What a terrible , wonderful review on politics in America.
And what an evil plan it is .
The filibuster, the Supreme Courts ‘ Citizens’ United’ both tools of the far right to keep the majority of Americans down and poor.
Theres a guarantee attached to these tools of oppression:
The rich will get richer .
And the poor will get poorer. Any anyone whose not morbidly rich will definitely be poor.
Theres no middle ground here. It is ‘all for them and none for us’.
These diabolic creators of this plan, don’t worry about quality of life for anyone but themselves.
Their children will go to the schools they’ve built.
The roads and bridges will look like the ruins that there are.
A republican ruination of
our country and our lives.
Article 3, Section 2, Paragraphs 1 and 2 of the U.S. Constitution, with caps for focus:
THE JUDICIAL POWER SHALL EXTEND TO ALL CASES, IN LAW AND EQUITY, ARISING UNDER THIS CONSTITUTION, THE LAWS OF THE UNITED STATES, and Treaties made, or which shall be made, under their Authority;—to all Cases affecting Ambassadors, other public Ministers and Consuls;—to all Cases of admiralty and maritime Jurisdiction;—to Controversies to which the United States shall be a Party;—to Controversies between two or more States;—between a State and Citizens of another State,—between Citizens of different States,—between Citizens of the same State claiming Lands under Grants of different States, and between a State, or the Citizens thereof, and foreign States, Citizens or Subjects.

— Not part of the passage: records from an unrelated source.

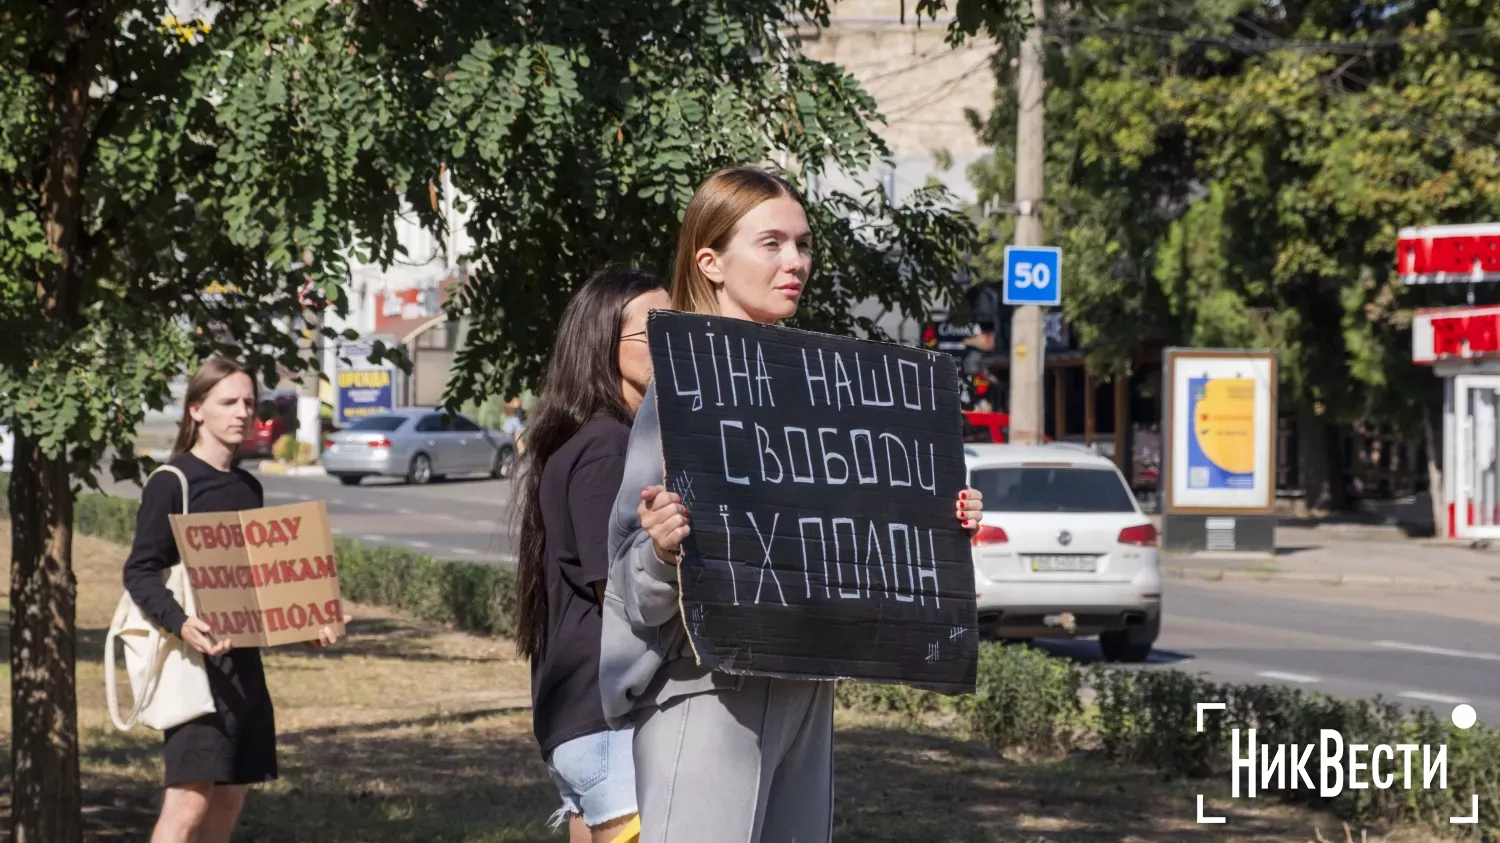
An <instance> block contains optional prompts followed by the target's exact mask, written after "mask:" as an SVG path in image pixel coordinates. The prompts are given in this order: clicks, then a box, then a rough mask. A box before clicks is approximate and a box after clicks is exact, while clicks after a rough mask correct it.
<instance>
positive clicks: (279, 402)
mask: <svg viewBox="0 0 1500 843" xmlns="http://www.w3.org/2000/svg"><path fill="white" fill-rule="evenodd" d="M288 405H290V407H288ZM288 410H290V413H288ZM296 432H297V399H296V398H293V399H291V401H290V402H288V401H287V399H276V401H263V402H261V411H260V414H258V416H257V417H255V425H254V428H251V431H248V432H246V435H245V441H242V443H240V449H239V455H240V456H255V458H263V459H270V456H272V447H273V446H275V444H276V440H279V438H282V437H285V435H288V434H296Z"/></svg>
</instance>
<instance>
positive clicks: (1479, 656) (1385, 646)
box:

In all Cases affecting Ambassadors, other public Ministers and Consuls, and those in which a State shall be Party, the supreme Court shall have original Jurisdiction. IN ALL THE OTHER CASES BEFORE MENTIONED, THE SUPREME COURT SHALL HAVE APPELLATE JURISDICTION, BOTH AS TO LAW AND FACT, WITH SUCH EXCEPTIONS, AND UNDER SUCH REGULATIONS AS THE CONGRESS SHALL MAKE.
I read recently (forgot where) that this was pointed out to President Nixon by John Roberts, before he was appointed to the Supreme Court, as a way that the purview of the Supreme Court could be curtailed. I'm not aware of Congress ever taking advantage of this clause. (Has it?)

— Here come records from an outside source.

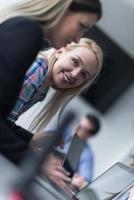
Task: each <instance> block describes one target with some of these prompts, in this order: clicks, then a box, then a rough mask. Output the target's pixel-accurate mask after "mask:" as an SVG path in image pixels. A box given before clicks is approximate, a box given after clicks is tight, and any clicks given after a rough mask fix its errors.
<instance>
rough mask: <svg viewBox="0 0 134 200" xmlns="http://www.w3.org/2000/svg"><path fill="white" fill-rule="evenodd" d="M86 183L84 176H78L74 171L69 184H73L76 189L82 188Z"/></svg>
mask: <svg viewBox="0 0 134 200" xmlns="http://www.w3.org/2000/svg"><path fill="white" fill-rule="evenodd" d="M87 184H88V182H87V181H85V180H84V178H83V177H82V176H80V175H79V174H77V173H75V174H74V176H73V178H72V182H71V185H72V186H75V187H76V188H77V189H78V190H81V189H82V188H84V187H85V186H86V185H87Z"/></svg>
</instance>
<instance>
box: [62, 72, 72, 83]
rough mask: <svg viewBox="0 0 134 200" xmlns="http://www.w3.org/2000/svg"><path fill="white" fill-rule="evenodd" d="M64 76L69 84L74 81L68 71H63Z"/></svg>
mask: <svg viewBox="0 0 134 200" xmlns="http://www.w3.org/2000/svg"><path fill="white" fill-rule="evenodd" d="M63 77H64V80H65V82H66V83H69V84H72V83H73V78H72V77H71V76H69V75H68V74H67V73H65V72H63Z"/></svg>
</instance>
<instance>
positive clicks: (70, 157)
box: [63, 134, 85, 178]
mask: <svg viewBox="0 0 134 200" xmlns="http://www.w3.org/2000/svg"><path fill="white" fill-rule="evenodd" d="M84 146H85V141H84V140H82V139H81V138H80V137H79V136H78V135H77V134H74V136H73V138H72V141H71V144H70V147H69V150H68V152H67V154H66V156H65V158H64V161H63V167H64V168H65V169H66V170H67V171H68V172H70V175H69V177H71V178H72V177H73V175H74V173H75V172H76V169H77V166H78V163H79V160H80V156H81V153H82V151H83V149H84Z"/></svg>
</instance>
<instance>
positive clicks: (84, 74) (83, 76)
mask: <svg viewBox="0 0 134 200" xmlns="http://www.w3.org/2000/svg"><path fill="white" fill-rule="evenodd" d="M81 77H82V78H83V79H84V80H86V79H87V74H86V73H85V72H82V73H81Z"/></svg>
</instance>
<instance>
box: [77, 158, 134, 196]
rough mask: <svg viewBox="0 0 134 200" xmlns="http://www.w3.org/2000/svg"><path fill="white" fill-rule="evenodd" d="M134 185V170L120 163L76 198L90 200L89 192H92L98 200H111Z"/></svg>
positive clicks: (80, 191)
mask: <svg viewBox="0 0 134 200" xmlns="http://www.w3.org/2000/svg"><path fill="white" fill-rule="evenodd" d="M133 183H134V170H133V169H131V168H129V167H127V166H126V165H124V164H122V163H119V162H118V163H116V164H115V165H113V166H112V167H111V168H109V169H108V170H107V171H105V172H104V173H103V174H102V175H100V176H99V177H98V178H96V179H95V180H94V181H93V182H92V183H90V184H89V185H87V186H86V187H85V188H83V189H82V190H81V191H80V192H78V193H77V194H76V197H77V199H79V200H88V199H89V191H90V193H91V191H92V192H93V193H94V194H95V196H96V199H98V200H111V199H114V198H115V197H116V196H117V195H118V194H119V193H121V192H122V191H123V190H125V189H126V188H127V187H128V186H130V185H131V184H133ZM96 199H95V200H96ZM118 200H120V199H118Z"/></svg>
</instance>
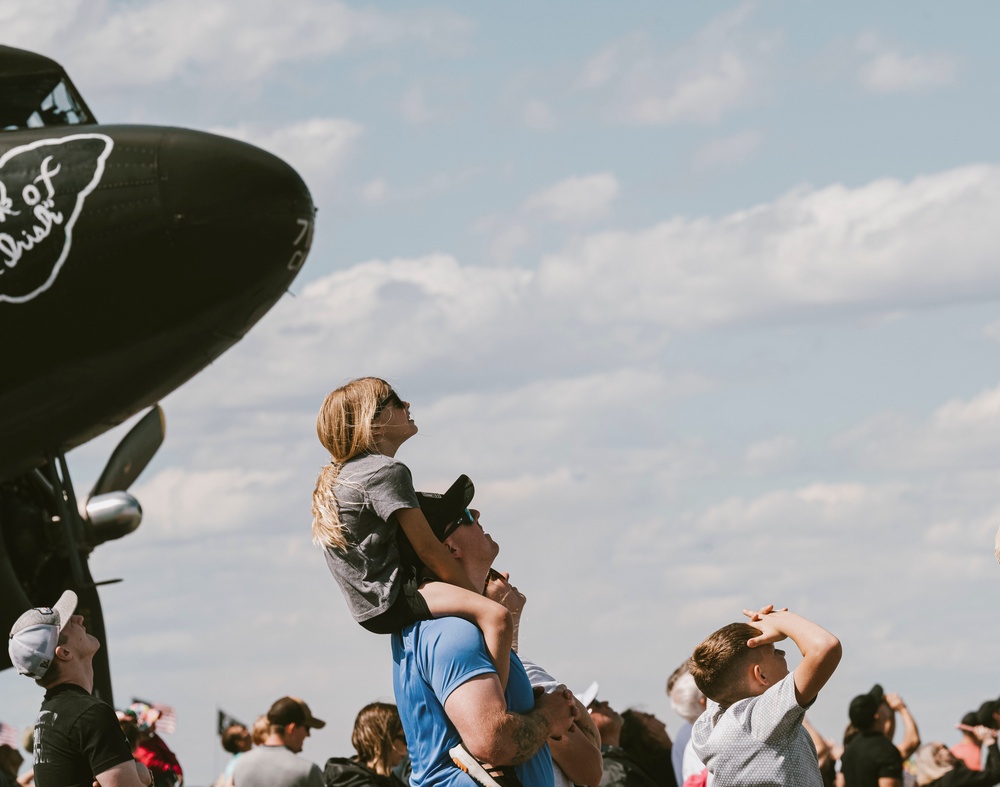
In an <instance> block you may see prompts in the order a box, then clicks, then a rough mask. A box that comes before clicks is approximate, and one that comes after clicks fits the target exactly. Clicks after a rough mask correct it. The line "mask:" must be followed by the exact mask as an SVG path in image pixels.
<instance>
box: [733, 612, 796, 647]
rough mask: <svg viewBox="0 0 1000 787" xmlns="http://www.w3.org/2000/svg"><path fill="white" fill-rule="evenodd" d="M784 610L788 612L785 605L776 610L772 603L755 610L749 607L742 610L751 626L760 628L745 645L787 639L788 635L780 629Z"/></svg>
mask: <svg viewBox="0 0 1000 787" xmlns="http://www.w3.org/2000/svg"><path fill="white" fill-rule="evenodd" d="M786 612H788V608H787V607H782V608H781V609H778V610H776V609H775V608H774V604H768V605H767V606H766V607H761V608H760V609H759V610H758V611H757V612H754V611H753V610H750V609H745V610H743V614H744V615H746V616H747V617H748V618H750V622H751V623H752V624H753V627H754V628H756V629H760V636H758V637H751V638H750V639H748V640H747V647H748V648H756V647H758V646H760V645H767V644H770V643H774V642H781V640H783V639H787V638H788V635H787V634H786V633H785V632H784V631H782V630H781V618H782V616H783V614H782V613H786Z"/></svg>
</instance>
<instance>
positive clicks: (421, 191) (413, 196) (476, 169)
mask: <svg viewBox="0 0 1000 787" xmlns="http://www.w3.org/2000/svg"><path fill="white" fill-rule="evenodd" d="M484 172H485V169H484V168H482V167H466V168H464V169H461V170H458V171H455V172H437V173H435V174H433V175H431V176H430V177H428V178H426V179H425V180H423V181H420V182H418V183H413V184H408V185H402V186H398V185H394V184H392V183H390V182H389V181H388V180H387V179H386V178H384V177H378V178H374V179H373V180H370V181H368V182H367V183H366V184H365V185H364V186H362V188H361V191H360V196H361V200H362V201H363V202H365V203H366V204H368V205H384V204H387V203H392V202H414V201H418V200H424V199H426V198H428V197H433V196H435V195H438V194H445V193H448V192H450V191H454V190H456V189H460V188H462V187H464V186H466V185H467V184H468V183H469V182H471V181H473V180H474V179H475V178H478V177H480V176H481V175H482V174H483V173H484Z"/></svg>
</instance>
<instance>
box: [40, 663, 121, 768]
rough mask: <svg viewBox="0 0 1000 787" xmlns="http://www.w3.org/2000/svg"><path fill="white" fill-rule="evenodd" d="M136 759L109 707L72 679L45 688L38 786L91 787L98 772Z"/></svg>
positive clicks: (41, 730) (115, 717) (119, 726)
mask: <svg viewBox="0 0 1000 787" xmlns="http://www.w3.org/2000/svg"><path fill="white" fill-rule="evenodd" d="M131 759H132V750H131V749H130V748H129V745H128V741H126V740H125V734H124V733H123V732H122V730H121V727H120V726H118V717H117V716H116V715H115V712H114V710H112V708H111V706H110V705H108V704H107V703H106V702H104V701H102V700H99V699H97V697H94V696H92V695H91V694H89V693H88V692H87V691H86V690H85V689H84V688H83V687H81V686H77V685H75V684H72V683H63V684H61V685H59V686H56V687H54V688H52V689H49V690H48V691H47V692H45V700H44V701H43V702H42V708H41V710H40V711H39V712H38V721H37V722H35V784H36V785H38V787H91V785H93V783H94V777H95V776H96V775H97V774H99V773H103V772H104V771H106V770H108V769H109V768H113V767H115V766H116V765H121V764H122V763H123V762H129V761H130V760H131Z"/></svg>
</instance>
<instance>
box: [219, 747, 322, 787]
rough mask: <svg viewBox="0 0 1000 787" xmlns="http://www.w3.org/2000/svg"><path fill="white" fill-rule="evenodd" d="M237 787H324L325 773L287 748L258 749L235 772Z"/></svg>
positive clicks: (245, 760)
mask: <svg viewBox="0 0 1000 787" xmlns="http://www.w3.org/2000/svg"><path fill="white" fill-rule="evenodd" d="M233 784H234V785H235V787H325V785H324V783H323V772H322V771H321V770H320V769H319V766H318V765H317V764H316V763H314V762H309V760H305V759H303V758H302V757H299V756H298V755H297V754H295V753H293V752H291V751H289V750H288V749H286V748H285V747H284V746H255V747H254V748H253V749H251V750H250V751H248V752H247V753H246V754H244V755H243V756H242V757H240V759H239V760H238V761H237V763H236V768H235V769H234V770H233Z"/></svg>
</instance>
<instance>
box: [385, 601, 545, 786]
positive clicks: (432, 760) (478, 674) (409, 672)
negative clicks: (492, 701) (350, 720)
mask: <svg viewBox="0 0 1000 787" xmlns="http://www.w3.org/2000/svg"><path fill="white" fill-rule="evenodd" d="M392 661H393V665H392V684H393V689H394V690H395V693H396V705H397V706H398V707H399V715H400V718H401V719H402V721H403V730H404V731H405V732H406V743H407V746H408V748H409V750H410V762H411V763H412V765H413V773H412V775H411V776H410V783H411V784H412V785H413V787H429V785H434V787H439V785H440V786H441V787H471V786H472V785H474V784H475V782H473V780H472V779H471V778H470V777H469V776H468V775H467V774H466V773H465V772H464V771H462V770H460V769H459V768H458V767H456V766H455V764H454V763H453V762H452V760H451V757H450V756H449V755H448V750H449V749H451V748H452V747H454V746H457V745H458V744H459V743H461V741H462V739H461V737H460V736H459V734H458V731H457V730H456V729H455V727H454V726H453V725H452V723H451V721H450V720H449V719H448V717H447V715H446V714H445V712H444V703H445V700H447V699H448V696H449V695H450V694H451V692H452V691H454V690H455V689H456V688H458V687H459V686H461V685H462V684H463V683H466V682H467V681H470V680H472V679H473V678H475V677H476V676H477V675H483V674H485V673H490V672H493V673H495V672H496V670H495V669H494V667H493V662H492V661H490V656H489V652H488V651H487V650H486V643H485V641H484V640H483V635H482V632H480V631H479V629H478V628H476V626H475V625H473V624H472V623H469V622H468V621H466V620H462V619H461V618H454V617H448V618H437V619H434V620H420V621H417V622H416V623H412V624H410V625H409V626H407V627H406V628H404V629H403V631H402V633H401V634H393V635H392ZM506 699H507V709H508V710H509V711H511V712H512V713H528V712H530V711H531V710H532V709H533V708H534V707H535V698H534V695H533V694H532V691H531V684H530V683H529V682H528V676H527V675H526V674H525V672H524V667H523V666H521V662H520V661H519V660H518V658H517V654H515V653H511V654H510V677H509V678H508V680H507V692H506ZM495 764H497V765H501V764H503V763H495ZM515 770H516V771H517V776H518V778H519V779H520V780H521V783H522V784H523V785H524V787H552V784H553V775H552V757H551V756H550V755H549V747H548V744H546V745H545V746H543V747H542V748H541V750H539V752H538V753H537V754H535V756H534V757H532V758H531V759H530V760H528V761H527V762H525V763H522V764H521V765H518V766H517V767H516V769H515Z"/></svg>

If Congress was so minded, could they create a law stating that:
1. Money is not speech;
2. Corporations are not legal persons, and consequently have no "personal" rights;
3. Being "implicit" rather than "explicit" shall not preclude a quid pro quo arrangement between a legislator or regulator and a citizen bearing gifts (such as a campaign contribution) from being considered bribery, so that both parties may be subject to criminal prosecution.
4. Laws previously passed to reform the electoral process that were weakened by Citizens United, Buckley, and other Supreme Court decisions are hereby restored to their original effect.
and 5. Pursuant to Article 3, Section 2 of the U.S. Constitution, the Supreme Court is instructed that this law has been created outside of Supreme Court jurisdiction. (?)
Of course, we still need to overthrow the filibuster before we could even try this, and two Senators, Sinema and Manchin stand in the way.